И тут у него получилась осечка. Родной дом стал чужим! В доме жил Кеша с семейством, размещалась и контора колхоза «Первая пятилетка». Лучше без порток вертеться на горячей, тоже чужой печи, чем ходить по родимым ступеням! Идешь, как по горячим углям…
Двери пропели козлячьим голосом. Стол на точеных ножках, шкап со стеклянными дверками стояли на прежних местах. Только в шкапу не чайные чашки, а груда пролетарских бумаг. Столешница заляпана химическими чернилами. В простенке заместо зеркала наклеен какой-то еще царский плакат, изображавший Германию в образе Змея-Горыныча. Плакат призывал к сбору средств для войны. Ведро воды с медным мироновским ковшиком стояло на табуретке возле дверей. Евграф не стал спрашивать, куда девалось Палашкино зеркало и чугунный котел для скотинной воды, стоявший в кути. Председатель Митька Куземкин выскочил на средину избы гоголем, поздоровался, а руки не подал. Ни в какую не захотел он продать отцовский сруб, когда Миронов заговорил про свое будущее жилье.
— Мне, таскать, продавать нет смысла. Сделаю сам, — сказал Митька. Закрутил он махорки и сходил в куть за спичками.
«Какой из тебя плотник?» — подумал Евграф, поникший плечами. Но ничего не сказал и горько задумался. В ту минуту прибежал в контору счетовод Зырин. Узнал, о чем речь, и крякнул. И задымили они в две трубы. Володя ключом открыл старинный (еще прадед Евграфа выстругивал) шкап с пролетарской документацией, купеческие лошкаревские счеты положил на стол и начал брякать костяшками. Брякает, а сам ногой притопывает да приговаривает:
— Ничего ты, Куземкин, не сделаешь!
— Это почему? — вскинулся Митька.
— А потому, что… лень-то родилась раньше нашего.
Митька забыл даже рот закрыть.
— Начальник ты у нас, раз! — Зырин брякнул одной костяшкой, скинул ее на левую сторону. — Второе: топора хорошего у тебя нету.

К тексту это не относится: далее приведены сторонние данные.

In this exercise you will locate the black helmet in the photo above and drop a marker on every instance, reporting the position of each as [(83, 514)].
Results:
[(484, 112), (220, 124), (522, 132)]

Так или не так?
— Выточу! Точило есть!
— Переведут тебя в райён, как Микуленка, три! — Евграф кашлянул, а Зырин подмигнул и щелкнул налево третью костяшку. — В-четвертых… Забыли мы про Игнатья-то Павловича… У его всяко особое мненье насчет твоего сруба.
— А какое ему дело до моего сруба?
— Да на дрова Зойке! И у Сельки для клуба тоже лесных дров не нарублено…
Митька сообразил наконец, что Зырин его разыгрывает, и язык ему показал, как малый ребенок:
— А вот вам от моего сруба!
После этого замолчали все трое. Только ходики тикали, словно шилом тыкали в Евграфово сердце. Вспомнилось, как покупал эти часы на Кумзерской ярмарке.
— Придется мне селиться в Носопырёво подворье… — тихо молвил Евграф Миронов.
— Димитрей! — снова вскинулся Володя Зырин. — Мы Евграфов дом Кеше бесплатно дали? Дали! Вот и пускай Евграф Миронов в Кешины хоромы въезжает. Мило-дорого…
Шутил Володя или всерьез говорил? Куземкин шуток не понимал. Не мог понять эту Володину шутку и сам Евграф. «Издеваются, гопники, — подумал он. — Им, кобелям, что? В ихних руках вся Шибаниха…»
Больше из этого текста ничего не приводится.